24 horas de labor de parto (parte dos)

Por: Andrés Jaramillo
@andresgaj

Hospital Carlos Andrade Marín, en Quito.

Hospital Carlos Andrade Marín, en Quito.

-!Familiares de la señora Dávalos¡

El grito me despertó justo cuando el cansancio se había impuesto a la preocupación y me mantenía con los ojos semi-cerrados. En ese estado en que uno no sabe qué mismo es la realidad.

No sabía de qué lugar exacto venía la voz del enfermero. Me levanté rápido de la silla de plástico aún somnoliento, acordándome de repente que estaba en la sala de espera del segundo piso, en el Hospital Carlos Andrade Marín, en Quito.

Eran las 03:00 del 12 de enero del 2015. Habían pasado casi tres horas desde que mi esposa ingresó  al quirófano para dar a luz.

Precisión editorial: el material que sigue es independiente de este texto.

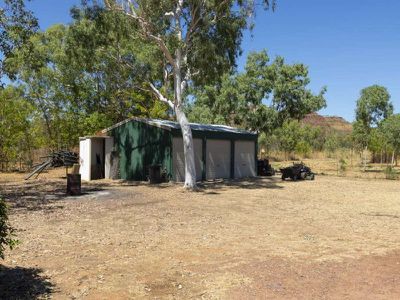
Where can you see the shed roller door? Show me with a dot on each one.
(245, 164)
(178, 158)
(218, 163)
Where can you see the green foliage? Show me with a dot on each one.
(303, 148)
(17, 24)
(391, 132)
(289, 135)
(391, 173)
(16, 136)
(7, 236)
(342, 165)
(331, 144)
(373, 107)
(261, 98)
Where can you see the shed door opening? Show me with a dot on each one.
(218, 159)
(245, 164)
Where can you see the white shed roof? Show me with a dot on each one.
(166, 124)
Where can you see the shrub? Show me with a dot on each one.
(6, 231)
(342, 165)
(390, 173)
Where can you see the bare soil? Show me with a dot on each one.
(331, 238)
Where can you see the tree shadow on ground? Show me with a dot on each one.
(38, 194)
(212, 187)
(24, 283)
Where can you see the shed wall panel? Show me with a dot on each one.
(178, 158)
(109, 145)
(84, 159)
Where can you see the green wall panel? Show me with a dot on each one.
(139, 146)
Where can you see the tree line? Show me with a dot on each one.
(73, 80)
(163, 59)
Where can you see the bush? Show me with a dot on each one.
(304, 149)
(6, 231)
(342, 165)
(390, 173)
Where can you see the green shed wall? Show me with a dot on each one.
(140, 145)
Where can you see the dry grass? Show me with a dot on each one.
(140, 241)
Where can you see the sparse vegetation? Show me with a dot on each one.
(7, 233)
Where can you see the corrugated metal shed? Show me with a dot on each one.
(139, 143)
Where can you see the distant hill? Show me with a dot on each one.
(334, 123)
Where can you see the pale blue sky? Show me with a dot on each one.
(347, 44)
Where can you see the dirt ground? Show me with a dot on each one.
(332, 238)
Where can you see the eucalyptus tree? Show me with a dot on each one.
(391, 130)
(373, 107)
(262, 97)
(199, 41)
(17, 24)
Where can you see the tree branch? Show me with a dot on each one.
(161, 97)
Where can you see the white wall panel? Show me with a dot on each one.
(178, 158)
(85, 158)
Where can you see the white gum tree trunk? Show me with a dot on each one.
(190, 170)
(188, 150)
(177, 60)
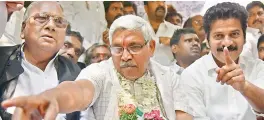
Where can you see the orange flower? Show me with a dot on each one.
(129, 108)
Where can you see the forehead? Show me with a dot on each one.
(155, 2)
(255, 9)
(52, 8)
(101, 49)
(197, 17)
(189, 35)
(226, 25)
(127, 36)
(74, 41)
(176, 17)
(128, 8)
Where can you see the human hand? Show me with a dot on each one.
(231, 73)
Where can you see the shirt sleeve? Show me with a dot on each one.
(180, 99)
(96, 75)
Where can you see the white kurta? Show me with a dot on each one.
(106, 85)
(211, 100)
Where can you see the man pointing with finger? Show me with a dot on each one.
(223, 85)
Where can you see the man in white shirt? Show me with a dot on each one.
(113, 10)
(127, 85)
(35, 66)
(255, 28)
(156, 13)
(224, 85)
(260, 46)
(186, 48)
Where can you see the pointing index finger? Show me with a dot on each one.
(228, 59)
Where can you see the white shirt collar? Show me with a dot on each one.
(253, 30)
(24, 57)
(212, 66)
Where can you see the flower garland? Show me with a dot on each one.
(147, 108)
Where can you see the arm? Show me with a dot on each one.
(165, 40)
(66, 97)
(255, 96)
(73, 95)
(181, 106)
(231, 74)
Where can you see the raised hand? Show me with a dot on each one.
(36, 107)
(105, 37)
(14, 6)
(231, 73)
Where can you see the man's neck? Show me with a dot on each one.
(109, 25)
(220, 64)
(37, 58)
(155, 24)
(183, 63)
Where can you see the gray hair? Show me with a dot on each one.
(31, 5)
(90, 50)
(132, 22)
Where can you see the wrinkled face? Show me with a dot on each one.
(129, 10)
(72, 48)
(99, 54)
(130, 53)
(189, 47)
(157, 9)
(197, 23)
(261, 51)
(176, 20)
(226, 33)
(254, 18)
(40, 31)
(115, 11)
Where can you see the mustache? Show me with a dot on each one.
(127, 64)
(230, 48)
(117, 16)
(160, 8)
(257, 20)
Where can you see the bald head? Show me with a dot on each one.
(36, 6)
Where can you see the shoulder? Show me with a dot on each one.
(8, 50)
(170, 25)
(97, 70)
(68, 63)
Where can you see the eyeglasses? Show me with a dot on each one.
(198, 22)
(77, 51)
(134, 49)
(43, 18)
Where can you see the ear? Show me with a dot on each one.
(174, 48)
(152, 46)
(146, 9)
(207, 40)
(22, 35)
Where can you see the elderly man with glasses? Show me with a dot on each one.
(128, 86)
(35, 66)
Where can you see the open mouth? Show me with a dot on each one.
(47, 37)
(195, 49)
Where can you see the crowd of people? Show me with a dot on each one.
(209, 67)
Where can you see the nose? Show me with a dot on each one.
(195, 42)
(102, 57)
(120, 11)
(70, 52)
(126, 55)
(227, 42)
(161, 3)
(50, 25)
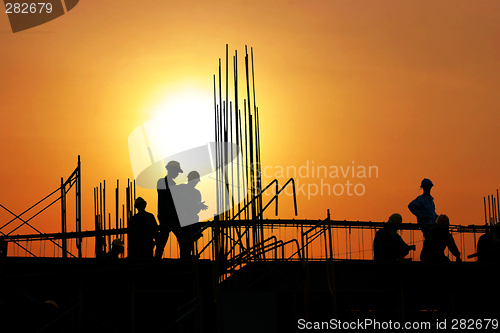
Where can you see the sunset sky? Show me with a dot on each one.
(409, 87)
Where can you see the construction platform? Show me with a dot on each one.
(174, 295)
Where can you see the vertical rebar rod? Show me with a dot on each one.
(485, 212)
(63, 219)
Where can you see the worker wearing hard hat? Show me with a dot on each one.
(423, 206)
(143, 230)
(116, 249)
(437, 239)
(167, 214)
(388, 244)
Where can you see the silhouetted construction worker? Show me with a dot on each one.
(423, 207)
(388, 244)
(3, 248)
(167, 214)
(116, 249)
(436, 241)
(488, 245)
(190, 205)
(143, 231)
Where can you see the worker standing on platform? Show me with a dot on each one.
(190, 205)
(423, 207)
(143, 230)
(388, 244)
(167, 213)
(438, 238)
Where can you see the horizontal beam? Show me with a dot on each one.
(252, 223)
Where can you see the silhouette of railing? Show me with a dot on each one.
(66, 185)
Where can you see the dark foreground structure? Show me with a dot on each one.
(173, 295)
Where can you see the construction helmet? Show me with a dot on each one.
(193, 175)
(443, 220)
(175, 165)
(51, 302)
(426, 182)
(140, 201)
(395, 218)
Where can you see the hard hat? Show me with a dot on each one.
(395, 218)
(174, 164)
(426, 182)
(51, 302)
(139, 201)
(193, 175)
(443, 220)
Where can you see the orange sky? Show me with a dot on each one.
(410, 87)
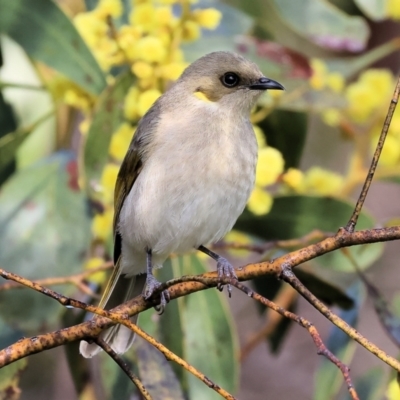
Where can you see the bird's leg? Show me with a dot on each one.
(224, 268)
(152, 284)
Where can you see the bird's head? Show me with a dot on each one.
(227, 79)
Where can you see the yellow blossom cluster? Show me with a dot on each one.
(368, 97)
(270, 165)
(316, 181)
(393, 9)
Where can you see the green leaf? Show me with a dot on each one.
(295, 216)
(324, 24)
(106, 119)
(10, 142)
(8, 123)
(374, 9)
(286, 131)
(350, 66)
(9, 379)
(48, 35)
(45, 232)
(312, 27)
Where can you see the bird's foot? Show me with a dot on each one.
(152, 284)
(225, 270)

La voz del enfermero era la primera señal que tenía desde que la vi ingresar al área de parto con la bata celeste, en una silla de ruedas y sintiendo cada contracción  como martillazos en el vientre.

-Yo soy el esposo, le dije al enfermero, al verlo a unos 20 pasos de distancia

Intenté acercarme, pero antes de que pueda distinguir su nombre bordado en el uniforme, me detuvo con su voz:

Su hijo nació bien; vaya a inscribirlo y regrese con la ropa. ¡No se demore!

Volví al asiento de plástico  y traté de acomodar las maletas para poder hacer el trámite. No podía dejarlas en lugar abandonadas. No es que desconfiaba de las siete personas que estaban a esa hora en la misma sala. Ellas tenían preocupaciones más importantes. Pero desde que llegamos al hospital, esas maletas habían sido mi única compañía; ya les guardaba cariño.

La mochila del papá, que estaba repleta con una muda de ropa, la Kindle Fire, el celular, una chompa adicional y una bufanda, fue a parar a la espalda. La pañalera de mi hijo, con su primera vestimenta, el pañal, alcohol, pañitos húmedos, crema, cobija… se colgó de la mano izquierda. La maleta de la mamá, también con una ‘parada’ cómoda de ropa, bata, pantuflas, artículos de limpieza… fue a parar a la otra mano.

La gente me veía igual que a un excursionista a punto de conquistar el Everest, sin oxígeno.

Más vale estar prevenido ante cualquier imprevisto.

Más vale estar prevenido ante cualquier imprevisto.

Corrí hacia la salida del área de quirófano, bajé las gradas, crucé un pasillo, llegué a emergencias, pasé las ventanillas, el triaje, tuve que esquivar a las personas para no golpearlas con las maletas y entonces… entonces me di cuenta que nunca pregunté donde carajos debía hacer el trámite. Por suerte, en el IESS, los guardias no solo hacen de vigilantes, sino de asistentes de información y a veces hasta de enfermeros con los pacientes.

El registro no tardó más de cinco minutos. Cuando volví a la sala de espera del quirófano, el enfermero estaba impaciente, esperando el documento y la primera ropa que luciría mi hijo. Entró apurado y silencioso. Quise seguirlo, pero entonces los guardias se quitaron esa bata simbólica de médicos y entraron en papel; me dijeron que era una área restringida.

Volví a las sillas de plástico. En el fondo de la sala, el familiar de un paciente había juntado dos filas de esas sillas para simular una cama. No lo lograba. Las sillas no tenían la base plana sino curva y en medio de cada una existía una división de acero. Todo el que intentaba recostarse se entrenaba para fakir.

Los más práctico era sentarse en una silla junto  a la pared. Así podía arrimar la cabeza al hormigón armado, cruzar los brazos y soñar con la idea de que estaba en una cama de tres plazas. Me dormí unos minutos pensando en que las salas de espera deberían tener sofás, un futbolín, un cyber o incluso un ‘barcito’ para que los papas primerizos puedan mitigar el susto con un anisado.